REVIEW BY MAXIME BERCLAZ

In the second entry of Diary, on the first page, we are met with the desire to return to the beginning: “I want to start over. It’s an exercise of abstention—to/develop the sensibility of the air.” This desire repeats, is actualized, moves from a wanting to a declaration, then an explication. From “I want to start over,” to “I begin again,” to “What is it that begins again? Writing,” or “What is it that I begin again? Writing,” whichever variation you prefer, the poems circle around a perpetual renewal of their own making, their own writing.

The writing that Ponce begins again and again is that of the construction of “another nature,” an impossible forest in summer, that through her language she makes immobile in its re-creation. The nature described is crystallized by abstraction, an idea that springs not from its own center but rather originates in the trace made of it by the sun and wind. Questions, concepts, and epigrams become halfway concrete while naturalistic descriptions undergo an equally partial sublimation. Rhetoric and image swap clothes, faces.

The oscillation between the two, this modulation of nodularity and hollowness, leaves the writing precarious. It is a writing suspended over the abyss of its birth because of its refusal to turn away from it, always on the point of collapsing back into silence. Yet this instability gives the language a density, a brightness of resonance, made possibly only by this proximity to its source, the site of its un-and-remaking. In the monotonous body of summer, Ponce sculpts a closed circuit where air can chase the beginning like a hound. Against the line of progress she makes a circle where “trees grow on top of silence,” where she can start over, again and again, free from history.

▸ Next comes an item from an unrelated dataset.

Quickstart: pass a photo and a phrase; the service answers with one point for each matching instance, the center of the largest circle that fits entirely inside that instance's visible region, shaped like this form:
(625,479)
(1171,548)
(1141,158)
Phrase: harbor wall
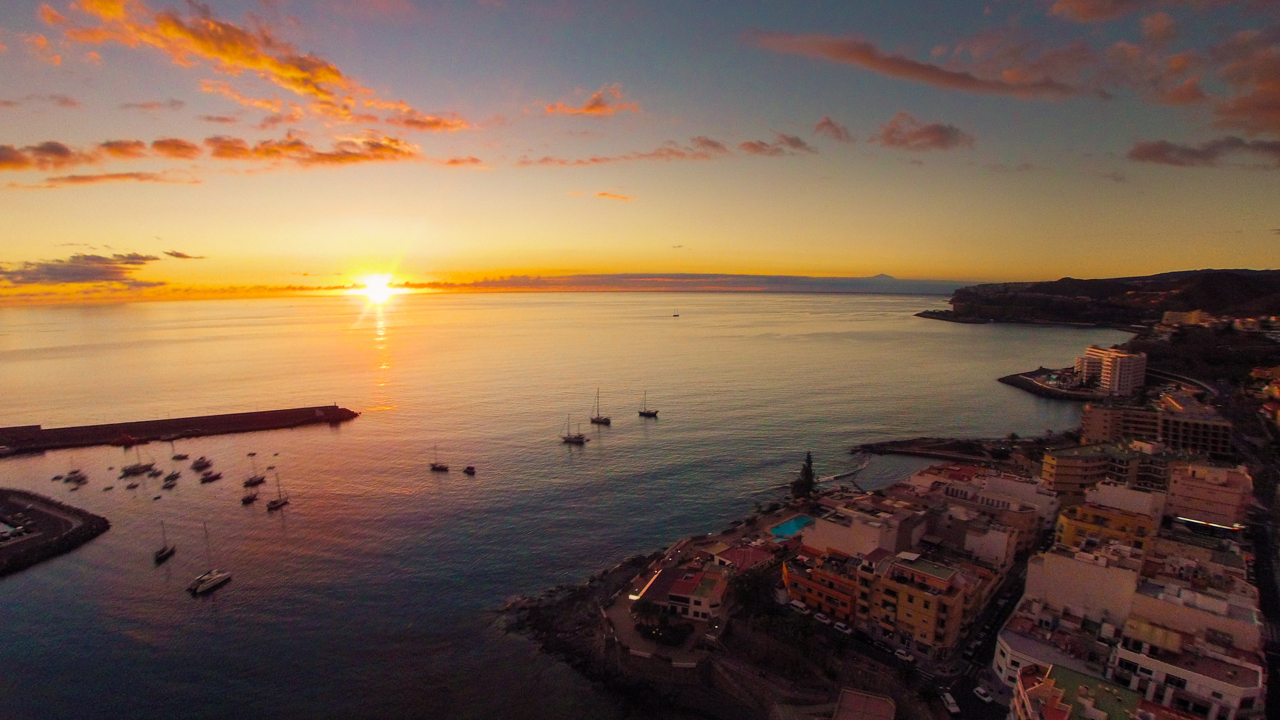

Or she would if not for the titular form. Yoked to the diary, the poems are pressed into the net of calendar time. It may be time at its most bare, twenty numbered entries, nothing to indicate a chronology other than the series itself, but the slip of forward motion is there. In Diary, “The future is like a hole,” one that leads to “the sinking into that diffuse space, that diffuse time, in which we will not be,” and yet the very organization of the book produces that hole in the act of reading. Despite the congealment of language it flows at zero viscosity, into the depths of the future.

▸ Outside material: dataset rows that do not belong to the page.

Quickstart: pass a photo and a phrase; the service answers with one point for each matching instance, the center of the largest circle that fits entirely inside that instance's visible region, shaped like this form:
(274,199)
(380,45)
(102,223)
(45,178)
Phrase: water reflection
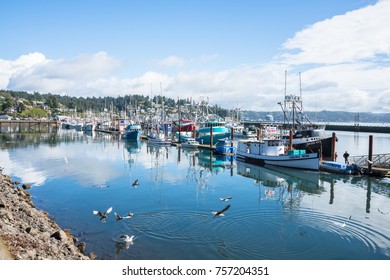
(284,185)
(276,213)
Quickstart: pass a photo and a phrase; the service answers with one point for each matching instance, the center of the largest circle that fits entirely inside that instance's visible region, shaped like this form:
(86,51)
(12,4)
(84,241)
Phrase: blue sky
(233,52)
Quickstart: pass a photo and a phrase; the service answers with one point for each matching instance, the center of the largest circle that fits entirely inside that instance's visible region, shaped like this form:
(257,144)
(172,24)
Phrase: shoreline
(27,233)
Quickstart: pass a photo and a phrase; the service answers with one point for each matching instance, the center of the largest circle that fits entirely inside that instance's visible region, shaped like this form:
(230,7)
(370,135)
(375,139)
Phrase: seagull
(220,213)
(102,186)
(103,216)
(128,216)
(126,238)
(136,183)
(226,198)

Against the line, against the circle, we move into the spiral. Writing becomes coterminous with history. There are repetitions, moments of alignment between coils; crises of production, riots, revolutions, failures, but we can never go back to the beginning. We embrace the collapse that threatens language, we turn to the abyss not as a place of rebirth but a pure uncertainty. Through silence we find utopia, the space and time where we will not be. Only there can we find the pleasure of writing Ponce describes, “its anarchic joy.” Anything less would be suicide.

Maxime Berclaz is a first year candidate for an M.F.A. in Poetry at the University of Notre Dame and an Editorial Intern at Action Books. He has been published in Poems for Freedom, an anthology of poems put together in support of the anarchist bookstore Freedom after its firebombing, and The Grape, Oberlin’s alternative newspaper.